I usually fall asleep and I'll wake up at 5 or 9, wide range I know, I'll get in "awake mode" and go in our living or stay in my bed and go back to Facebook and watching something until my dad gets home 10:30 or later and we eat and hang out and hopefully, I don't pass out.
When I just can't stand sitting up anymore usually 2pm lately, I go to bed, fumble around Facebook more, more tv/netflix, bug my dad by texting him, and pray I don't pass out if I have to get up throughout the night.

On "errand days" which are typically Sundays and Tuesdays because it's my dad's day off we usually have at least one doctor appointment and whatever errands I can put up with. When we come home from those days I take a good 3-4 hour nap!
On days I have to make business hours stuff I hope and pray I wake up and feel alert at a decent time but most the time it's like 4 and when they return my call the next day I don't even hear my phone because I'm out cold.
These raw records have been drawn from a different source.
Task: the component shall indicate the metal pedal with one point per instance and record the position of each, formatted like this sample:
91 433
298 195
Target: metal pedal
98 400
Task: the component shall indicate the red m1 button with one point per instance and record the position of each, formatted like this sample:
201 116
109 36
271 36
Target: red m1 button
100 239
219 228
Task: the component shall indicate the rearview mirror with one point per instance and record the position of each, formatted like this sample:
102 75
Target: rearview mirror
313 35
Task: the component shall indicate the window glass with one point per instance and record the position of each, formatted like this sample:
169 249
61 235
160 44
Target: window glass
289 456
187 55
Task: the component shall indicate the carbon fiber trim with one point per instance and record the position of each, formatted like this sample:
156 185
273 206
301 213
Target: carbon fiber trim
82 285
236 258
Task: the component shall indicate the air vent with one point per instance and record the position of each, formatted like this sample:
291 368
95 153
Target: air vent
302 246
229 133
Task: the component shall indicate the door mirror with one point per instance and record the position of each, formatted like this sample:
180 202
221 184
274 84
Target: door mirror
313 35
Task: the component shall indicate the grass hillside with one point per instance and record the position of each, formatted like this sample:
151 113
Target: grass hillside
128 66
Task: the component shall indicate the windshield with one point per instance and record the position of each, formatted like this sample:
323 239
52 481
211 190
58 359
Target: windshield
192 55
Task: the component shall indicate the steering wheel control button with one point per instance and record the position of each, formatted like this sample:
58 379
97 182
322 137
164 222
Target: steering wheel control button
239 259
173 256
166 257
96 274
Awesome life huh? This is my reality with multiple dehabilitating chronic illnesses. I'm not doing this for pity but to share awareness about my life and the life of many others who are afraid to do so because of the way people react.

But I am also doing this for me, my mental health has taken a major toll and I could use some people to hang out with. And by hang out just going to your place is perfecting fine with me but if we do go somewhere guess what, I get premier aka handicap parking so yeah, one upside to hanging out with me. So contact me let's get reacquainted with each other and do something some day!
And please, reach out to a fellow spoonie in your life, genuinely check on them and offer some SPECIFIC help! Like doing their laundry, getting them some snacks/food, picking up groceries, picking the kids up. When you say "let me knowif you need anything" we don't know what's reasonable for you. We don't want to ask for too much.


Anyways thanks for listening to me ramble! Wishing you all love and spoons!